Nulf was fired in May 2009, in part because he insisted on making a notation in the lab’s logbook that he had used an expired chemical. He was told that the notation was made “without direction from a supervisor and without sufficient documentation.” He publicly attached his name to his previous complaints in a wrongful termination suit filed against Dallas County in October of that year. Local media jumped on the suit, as it contained powerful statements that accused the crime lab of a “total lack of professionalism” and that “the same evidence used to convict murderers and rapists may be used to put them back on the street.” Nulf’s suit couldn’t go to trial because of a procedural technicality. He had failed to file his complaint with the county within seven days of his termination, as per policy. He and his lawyers filed a nonsuit, ending the litigation.

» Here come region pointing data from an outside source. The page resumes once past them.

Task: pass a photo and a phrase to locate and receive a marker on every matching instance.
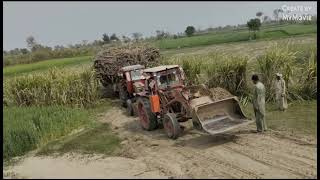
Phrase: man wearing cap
(280, 87)
(258, 102)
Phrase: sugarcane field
(164, 90)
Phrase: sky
(64, 23)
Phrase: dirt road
(150, 154)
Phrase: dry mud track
(150, 154)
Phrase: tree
(31, 42)
(254, 25)
(266, 18)
(136, 36)
(276, 13)
(125, 39)
(160, 34)
(24, 51)
(105, 38)
(190, 30)
(259, 14)
(114, 37)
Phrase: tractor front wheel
(130, 107)
(171, 125)
(148, 120)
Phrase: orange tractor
(131, 81)
(165, 100)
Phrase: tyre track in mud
(236, 154)
(211, 162)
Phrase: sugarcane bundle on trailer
(108, 61)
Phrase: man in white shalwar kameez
(280, 87)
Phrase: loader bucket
(219, 116)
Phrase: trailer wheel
(130, 107)
(123, 97)
(148, 120)
(171, 125)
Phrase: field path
(150, 154)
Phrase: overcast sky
(63, 23)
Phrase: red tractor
(165, 100)
(131, 81)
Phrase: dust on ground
(150, 154)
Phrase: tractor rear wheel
(148, 120)
(171, 125)
(130, 107)
(123, 97)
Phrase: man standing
(259, 103)
(281, 92)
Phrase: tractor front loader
(166, 101)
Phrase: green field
(236, 36)
(44, 65)
(28, 128)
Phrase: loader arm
(218, 116)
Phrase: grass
(26, 128)
(55, 87)
(29, 128)
(43, 65)
(98, 139)
(300, 118)
(236, 36)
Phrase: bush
(215, 70)
(299, 73)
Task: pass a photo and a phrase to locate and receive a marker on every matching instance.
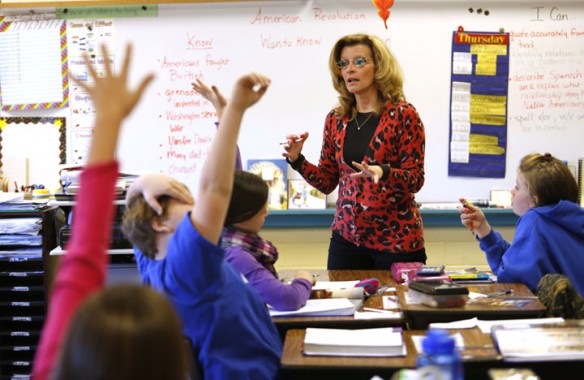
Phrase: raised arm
(82, 270)
(216, 182)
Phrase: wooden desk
(478, 356)
(298, 322)
(479, 351)
(421, 315)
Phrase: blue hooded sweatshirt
(548, 239)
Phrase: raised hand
(110, 94)
(248, 90)
(474, 218)
(154, 185)
(212, 94)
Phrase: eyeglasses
(357, 62)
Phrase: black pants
(345, 255)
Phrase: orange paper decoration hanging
(383, 6)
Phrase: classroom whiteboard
(290, 41)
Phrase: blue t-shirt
(228, 324)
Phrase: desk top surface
(520, 300)
(478, 346)
(376, 301)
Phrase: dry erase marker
(287, 142)
(470, 225)
(500, 293)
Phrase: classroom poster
(27, 81)
(85, 36)
(478, 104)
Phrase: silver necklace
(364, 122)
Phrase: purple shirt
(270, 289)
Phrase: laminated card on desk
(385, 341)
(336, 289)
(541, 342)
(320, 307)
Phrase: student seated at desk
(177, 250)
(247, 252)
(123, 332)
(253, 256)
(549, 236)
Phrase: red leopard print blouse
(382, 216)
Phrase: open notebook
(387, 341)
(321, 307)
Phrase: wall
(290, 41)
(307, 248)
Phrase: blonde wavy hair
(388, 74)
(548, 179)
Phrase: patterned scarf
(263, 250)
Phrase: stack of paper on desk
(320, 307)
(336, 289)
(364, 342)
(530, 342)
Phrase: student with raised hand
(549, 237)
(253, 256)
(229, 326)
(122, 332)
(216, 98)
(373, 149)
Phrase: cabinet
(23, 291)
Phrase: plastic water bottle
(439, 359)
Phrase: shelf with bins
(24, 278)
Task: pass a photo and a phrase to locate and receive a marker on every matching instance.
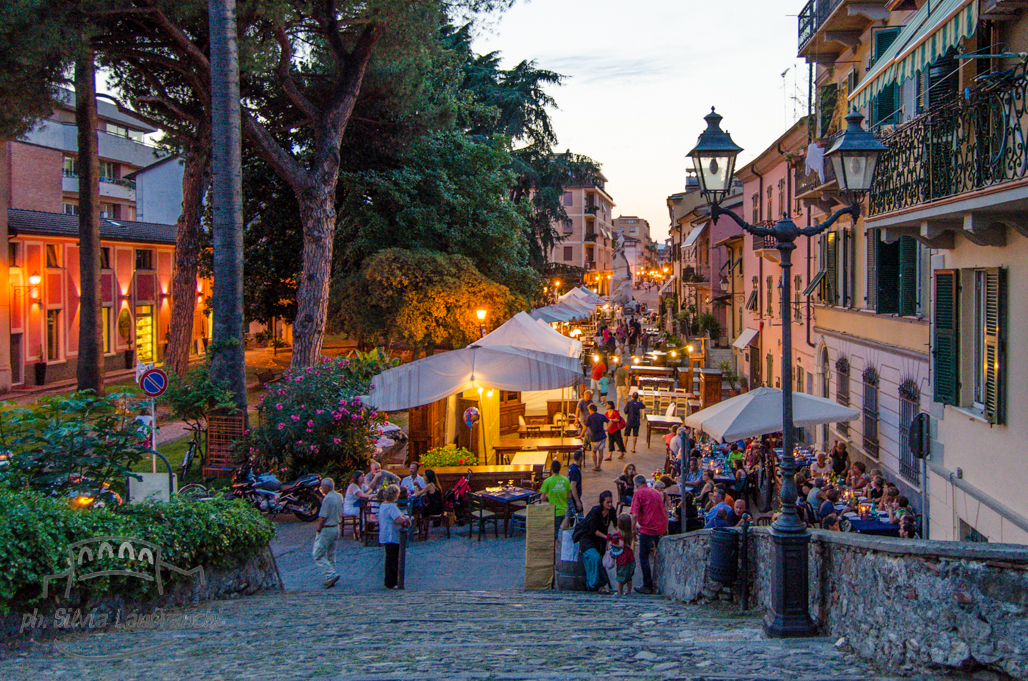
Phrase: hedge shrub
(35, 532)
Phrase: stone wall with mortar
(905, 604)
(251, 574)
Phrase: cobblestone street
(445, 635)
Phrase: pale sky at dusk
(641, 76)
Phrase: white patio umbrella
(759, 411)
(503, 367)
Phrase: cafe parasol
(759, 411)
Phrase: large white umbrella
(503, 367)
(759, 411)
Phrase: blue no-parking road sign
(153, 383)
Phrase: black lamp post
(854, 156)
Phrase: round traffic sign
(153, 382)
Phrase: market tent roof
(745, 338)
(694, 235)
(503, 367)
(759, 413)
(929, 33)
(522, 331)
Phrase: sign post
(153, 383)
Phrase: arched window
(871, 411)
(910, 405)
(842, 390)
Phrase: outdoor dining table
(564, 445)
(506, 497)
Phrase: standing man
(633, 417)
(621, 383)
(598, 369)
(582, 413)
(651, 522)
(596, 423)
(554, 492)
(328, 532)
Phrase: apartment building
(914, 310)
(588, 235)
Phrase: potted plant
(40, 368)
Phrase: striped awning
(929, 33)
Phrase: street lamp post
(481, 323)
(854, 156)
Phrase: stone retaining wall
(904, 604)
(257, 572)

With no recourse in court, Nulf has waited two years to hear the state commission’s response to his complaints. He has amassed a pile of documents via open-records requests to shore up his case. One of those documents is a “corrective action report,” an internal memo created when problems are found in the lab. A report labeled CAR-07-007 details that “areas of the Trace Evidence Lab and office were contaminated with blood,” on or about July 16, 2007, per Dr. Timothy Sliter, the lab’s evidence section chief. The report itself, though, contains the signature of a crime lab employee, Karen Young, who didn’t work for the lab in 2007. Nulf also noticed that the template used for the report looked different than others used in that year. The report lists a resolution date of November 25, 2008. It was not, then, created contemporaneously with the contamination discovery, but 16 months later.

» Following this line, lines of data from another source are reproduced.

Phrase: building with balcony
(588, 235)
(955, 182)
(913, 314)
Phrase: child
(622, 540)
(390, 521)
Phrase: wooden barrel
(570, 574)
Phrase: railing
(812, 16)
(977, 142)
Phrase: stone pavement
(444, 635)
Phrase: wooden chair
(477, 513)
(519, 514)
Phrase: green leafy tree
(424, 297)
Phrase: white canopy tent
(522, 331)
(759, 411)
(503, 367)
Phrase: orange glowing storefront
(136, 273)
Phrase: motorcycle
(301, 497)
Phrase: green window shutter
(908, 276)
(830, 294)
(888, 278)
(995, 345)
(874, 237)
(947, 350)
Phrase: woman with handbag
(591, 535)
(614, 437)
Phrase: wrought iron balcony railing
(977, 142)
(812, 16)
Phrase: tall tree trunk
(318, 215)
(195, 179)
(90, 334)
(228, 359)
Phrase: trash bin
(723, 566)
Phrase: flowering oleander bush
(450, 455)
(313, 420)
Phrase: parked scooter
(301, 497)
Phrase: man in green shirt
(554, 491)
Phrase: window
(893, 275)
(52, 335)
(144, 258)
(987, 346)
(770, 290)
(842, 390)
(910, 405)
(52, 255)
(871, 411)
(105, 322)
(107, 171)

Nulf believes Sliter withheld information about a widespread contamination for 16 months. He says that’s the kind of information defense attorneys would have found very useful. With the prosecution, say, pointing to blood from the crime scene found on the accused’s shirt, the defense could raise the question of whether the blood might have been transferred to his client’s shirt as it was being analyzed in a contaminated lab.
When D Magazine contacted the Texas Forensic Science Commission to inquire about the status of Nulf’s complaint—the commission’s website still says a decision has been “abated” pending Nulf’s civil litigation, which was terminated in July 2010—a commission rep said Nulf’s complaint had been dismissed back in August 2010.
The dismissal didn’t come as a surprise to Nulf, because he’s never been notified by the commission about his case’s status. Representatives for the commission claim they did notify Nulf and that the case was dismissed on the grounds that he did not tie his complaints to a particular criminal case, as is required by the commission’s protocol. That protocol, however, wasn’t adopted until January 2010—months after Nulf had filed his original complaint.